9:00 ホテルを専用車で出発し、グロスグロックナー山岳道路を16km走り、Franz Josefs Höhe(フランツ・ヨーゼフ・ヘーエ)を目指す。
山岳道路はハイリゲンブルート村から急峻な九十九折の坂道を登って行く。



途中のグロスグロックナーハウスから山岳ガイドが二名専用車に乗り込み、トレッキング開始地点の駐車場まで移動する。眼下に見えるダム湖から登り切ったところにあるグロックナーハウスが氷河トレッキングのゴールとなる。
9:40 ガイドを先頭にトレッキング開始。ルートは一般者が入り込めないところに入口がある。
車道から外れてゲートを通り抜け、草原の細い山道に分け入る。
先頭のガイドの前に突然出没したマーモットに大歓声が上がる。ここはガイドの秘密スポットで、マーモット一家を餌付けしているらしい。本来野生動物が人前に現れることはないが、自然保護区の動物はあまり人を恐れないようだ。餌をおねだりする様子は愛嬌たっぷり。これだけ近くで観察できるとは思ってもいなかったので、最高の出会いになった。
マーモットと別れて展望台があるフランツ・ヨーゼフ・ヘーエを目指して山道を更に登る。やがて展望台が目前に迫る。
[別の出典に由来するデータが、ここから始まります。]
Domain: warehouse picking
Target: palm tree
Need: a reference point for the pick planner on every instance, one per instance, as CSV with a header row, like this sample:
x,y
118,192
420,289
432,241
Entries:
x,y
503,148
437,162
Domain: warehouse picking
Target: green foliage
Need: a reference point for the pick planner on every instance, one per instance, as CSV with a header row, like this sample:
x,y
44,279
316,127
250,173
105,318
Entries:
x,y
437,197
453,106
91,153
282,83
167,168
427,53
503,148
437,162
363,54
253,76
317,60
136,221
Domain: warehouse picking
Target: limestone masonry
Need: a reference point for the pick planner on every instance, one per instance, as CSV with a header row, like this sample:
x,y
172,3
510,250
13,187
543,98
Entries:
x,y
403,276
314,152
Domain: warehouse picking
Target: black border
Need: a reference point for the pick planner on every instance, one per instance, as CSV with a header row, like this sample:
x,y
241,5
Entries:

このルートは一般の観光客が入り込まないためか、所々にマーモットが現れては愛嬌を振りまき、まったく人を気にしていないようだ。子供のマーモットが岩の上でじゃれあっている様子も観察できた。自然の生態に触れ合うことができるのが、ガイドツアーの醍醐味だろう。
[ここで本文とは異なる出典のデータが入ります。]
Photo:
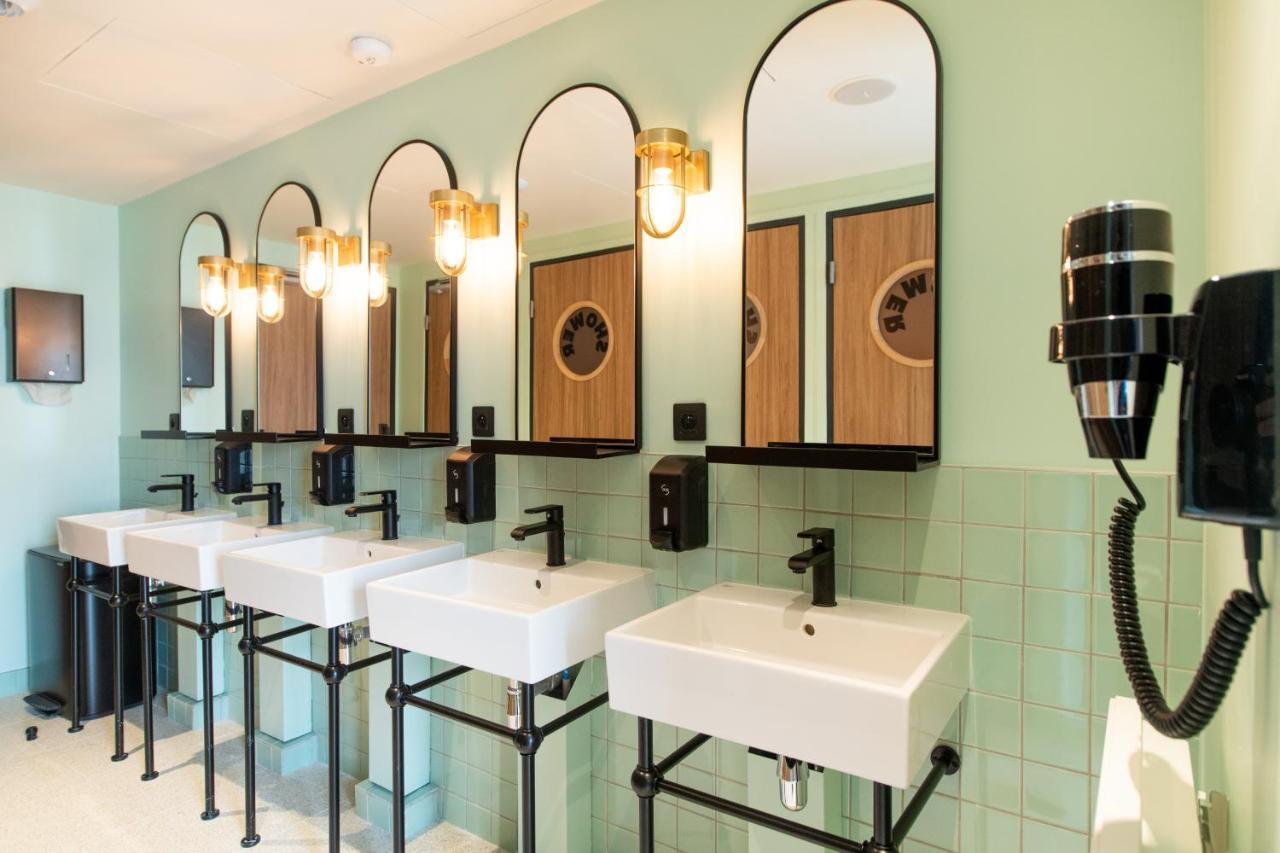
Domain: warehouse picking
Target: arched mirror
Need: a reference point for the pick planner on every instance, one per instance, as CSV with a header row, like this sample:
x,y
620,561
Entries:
x,y
205,291
412,305
840,259
277,327
577,373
10:10 フランツ・ヨーゼフ・ヘーエ展望台2369mに到着する。ここからは目前に迫るグロースグロックナーの雄大な景色と、年々後退しているPasterze(パステルツェ)氷河を眺めることができる。
展望台のレストハウスを後にルートを進むと、全面ガラス張りの自然観察塔が造られている。山岳光景を楽しむだけでなく、自然生物の観測機器の設置や資料が展示されている。ガイドの案内で立寄ってみた。
グロースグロックナーの山頂と周囲の氷河地帯を望遠で捉える。標高は富士山より22m高いだけだが、登頂は遥かに難しそうだ。
11:00 氷河見物のケーブルカー乗り場に到着する。ケーブルカーが運行を開始した1960年頃は下降終点駅付近まで氷河に覆われていたが、今は地球温暖化の影響で、高さ200m以上も溶け出し、大きく後退している。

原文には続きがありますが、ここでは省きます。